For any organization, the strategic decision to innovate in a domain is accompanied by the choice of an innovation management model, typically characterized by its degree and form of openness to other actors participating in the domain. The challenge of innovation increasingly requires resources to be shared in order to explore a common domain, whether it be technological applications, social usage patterns or markets. This reality is all the more unavoidable when innovation aims to introduce a break in technology or in the market.
Breakthroughs being hard to create within mature organizations, their effective implementation tends to be supported by various kinds of strategic openness. For numerous industrial groups, the choice of an innovation management model takes two main solutions into consideration: either to create a spin-off from the mother company, which can be hosted by an incubator, or to acquire a stake in a start-up created outside of the company. It is this second approach that we propose to discuss here, based on the cases of SEB and Alstom.
Information Technologies for Cooking
The recent creation of the SEB Alliance investment fund has in all likelihood not escaped the attention of the cooking aficionados among our geek readership. Indeed, its first deal targeted the Texas start-up Key Ingredient, whose aim is to put digital technology in the service of the kitchen. Aside from a passionate interest in the world of cooking, what are the reasons standing behind the launch of SEB Alliance ?
A Competitive Intelligence Tool
The SEB Group (Paris: SK) manages over sixteen brands of small home equipment, as well as eight industrial sites across the world. Faced with competition from the emerging countries, the Group decided to commit resources to support its strategy of innovation. Endowed with 30 M€ capital, the SEB Alliance fund aims to empower exploration of forward trends in domestic equipment use, along several thematic axes: aging, body preservation, sustainable development, new energies, digital technology, robotics… to these axes correspond matching competitive watch set-ups, geared towards the detection of innovating projects.

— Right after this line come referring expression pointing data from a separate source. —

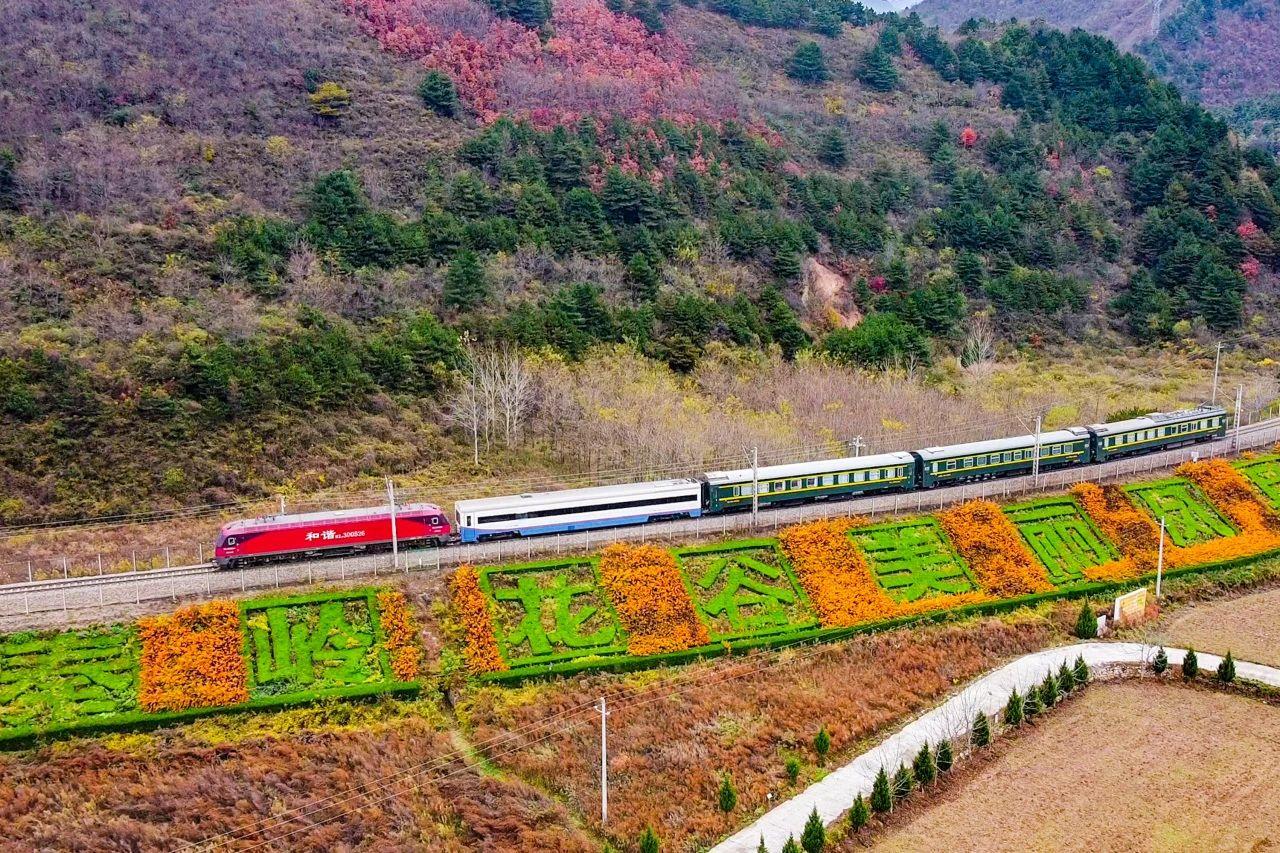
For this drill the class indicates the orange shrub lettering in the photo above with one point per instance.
(401, 632)
(480, 648)
(650, 600)
(192, 658)
(990, 542)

The Major Role of Start-ups
The strategy of SEB Alliance suggests that start-ups accomplish a major exploration function from which big corporations may capture long-term benefits. As often, the question here is to determine according to which priorities and criteria the detection of innovating projects can and should be conducted. Without a relevant analytical key, the innovations held in store by start-ups risk remaining purely virtual from the point of view of industrial groups. Business angels and venture capitalists have brought differing answers to this question: should the qualities of the start-up team come foremost, or should the deciding criterion be market potential ? Should competitive watch include a permanent process of market estimation, or should it remain solely focused on the entrepreneur population, as a prime source of information and potential deal targets ? Finally, how does SEB access expertise it doesn’t have within itself, but which is necessary to evaluate the potential of projects from a technology and marketing perspective ?
With these questions in mind, SEB Alliances first investment reveals the importance granted to actual consumer usage patterns when it come to evaluate a project. Bertrand Neuschwander, SEB Group Assistant General Manager, in charge of Operations, explains this point as follows [source]:
Connected products are starting to appear in our kitchens. In the same way that, in the fifties, the success of the “Cocotte minute” pressure cooker was supported by the famous recipe book of Françoise Bernard, we believe that the development of the kitchen will happen along with digital recipes and the services they enable. Key Ingredient brings us solutions and competencies that make it possible for us to accelerate our research plan, and to be able soon to offer consumers devices and services integrating digital content.
SEB included Key Ingredient in its portfolio because it matched the strategic analysis of the usage patterns that will help spread technological innovation.